Melvyn Krauss ist emeretierter Professor für Volkswirtschaft an der New York University. Er schreibt für Capital in unregelmäßigen Abständen über Geldpolitik und die EZB
Die Europäische Zentralbank (EZB) ist dem Beginn eines echten Aufkaufprogramms von Staatsanleihen in der vergangenen Woche ein großes Stück näher gerückt. Grund dafür ist die nur schwache Nachfrage der europäischen Banken nach billigem Zentralbankgeld aus dem eigens aufgelegten Kreditprogramms, auch TLTRO genannt.

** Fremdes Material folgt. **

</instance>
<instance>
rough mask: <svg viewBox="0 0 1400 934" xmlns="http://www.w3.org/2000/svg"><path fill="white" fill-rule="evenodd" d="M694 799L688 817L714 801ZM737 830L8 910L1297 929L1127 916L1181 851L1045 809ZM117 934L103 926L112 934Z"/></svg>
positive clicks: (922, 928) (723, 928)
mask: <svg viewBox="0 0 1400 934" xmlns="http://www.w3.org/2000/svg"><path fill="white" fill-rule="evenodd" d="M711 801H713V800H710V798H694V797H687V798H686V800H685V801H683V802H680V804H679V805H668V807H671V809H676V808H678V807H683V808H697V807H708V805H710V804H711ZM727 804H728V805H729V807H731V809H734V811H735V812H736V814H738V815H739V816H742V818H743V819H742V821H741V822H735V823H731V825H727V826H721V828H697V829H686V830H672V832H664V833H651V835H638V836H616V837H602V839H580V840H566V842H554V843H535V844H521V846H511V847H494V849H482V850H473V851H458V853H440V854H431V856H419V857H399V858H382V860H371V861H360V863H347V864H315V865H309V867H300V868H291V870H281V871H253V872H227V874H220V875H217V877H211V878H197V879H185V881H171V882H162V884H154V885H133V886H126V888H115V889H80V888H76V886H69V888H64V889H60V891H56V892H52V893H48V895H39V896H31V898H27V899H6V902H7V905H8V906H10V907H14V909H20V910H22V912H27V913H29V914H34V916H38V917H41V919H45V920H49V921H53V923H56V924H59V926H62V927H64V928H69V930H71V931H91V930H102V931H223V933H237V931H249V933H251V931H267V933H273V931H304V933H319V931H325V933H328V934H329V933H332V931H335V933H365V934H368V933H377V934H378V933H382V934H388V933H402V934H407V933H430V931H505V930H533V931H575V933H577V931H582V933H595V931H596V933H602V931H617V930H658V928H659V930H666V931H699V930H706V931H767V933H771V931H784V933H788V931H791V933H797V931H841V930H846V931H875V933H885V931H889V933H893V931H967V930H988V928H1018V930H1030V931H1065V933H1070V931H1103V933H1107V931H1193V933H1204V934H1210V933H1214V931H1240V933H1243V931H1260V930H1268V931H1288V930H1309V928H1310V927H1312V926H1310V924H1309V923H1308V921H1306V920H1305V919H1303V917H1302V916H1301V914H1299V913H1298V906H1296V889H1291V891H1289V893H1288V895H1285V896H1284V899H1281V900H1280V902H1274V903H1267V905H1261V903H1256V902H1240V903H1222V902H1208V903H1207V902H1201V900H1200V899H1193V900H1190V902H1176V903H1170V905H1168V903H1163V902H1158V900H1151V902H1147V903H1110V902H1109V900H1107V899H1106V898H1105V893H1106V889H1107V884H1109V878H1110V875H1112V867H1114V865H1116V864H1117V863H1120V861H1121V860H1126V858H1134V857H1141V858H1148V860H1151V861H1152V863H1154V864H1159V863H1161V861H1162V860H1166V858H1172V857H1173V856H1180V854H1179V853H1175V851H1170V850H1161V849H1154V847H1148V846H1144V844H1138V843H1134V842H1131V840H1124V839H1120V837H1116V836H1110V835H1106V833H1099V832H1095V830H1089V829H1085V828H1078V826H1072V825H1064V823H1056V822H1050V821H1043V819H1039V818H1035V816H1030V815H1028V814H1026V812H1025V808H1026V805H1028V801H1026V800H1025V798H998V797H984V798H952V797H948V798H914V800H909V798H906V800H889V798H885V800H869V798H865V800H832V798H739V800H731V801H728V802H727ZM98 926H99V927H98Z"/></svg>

Ziel dieses langfristigen Refinanzierungsgeschäfts ist eigentlich, die Kreditvergabe anzukurbeln. Doch unter dem Strich teilte die EZB den Instituten mangels Nachfrage lediglich rund 82 Mrd. Euro zu. Versprochen hatte EZB-Präsident Mario Draghi während der Ratssitzung im vergangenen Monat indes, die Bilanzsumme der Zentralbank von zuletzt rund 2000 Mrd. Euro zu verdoppeln. Hätten die europäischen Banken kräftig zugegriffen, wäre dies ein Schritt in genau diese Richtung gewesen.
Das geringe Interesse zeigt, dass sich Draghi nicht auf die Banken verlassen kann, um das Ziel der höheren Bilanzsumme zu erreichen. Die Banken wollen oder können schlicht nicht mehr nachfragen. Stattdessen muss die EZB selbst die Initiative ergreifen, um die selbst gesteckten Ziele zu erreichen. Und nur das sogenannte Quantitative Easing – also der direkte Kauf von Staatsanleihen – ist eine geeignete Maßnahme, um das Versprechen einer Verdopplung der Bilanz einzulösen. Es gibt keinen anderen Weg.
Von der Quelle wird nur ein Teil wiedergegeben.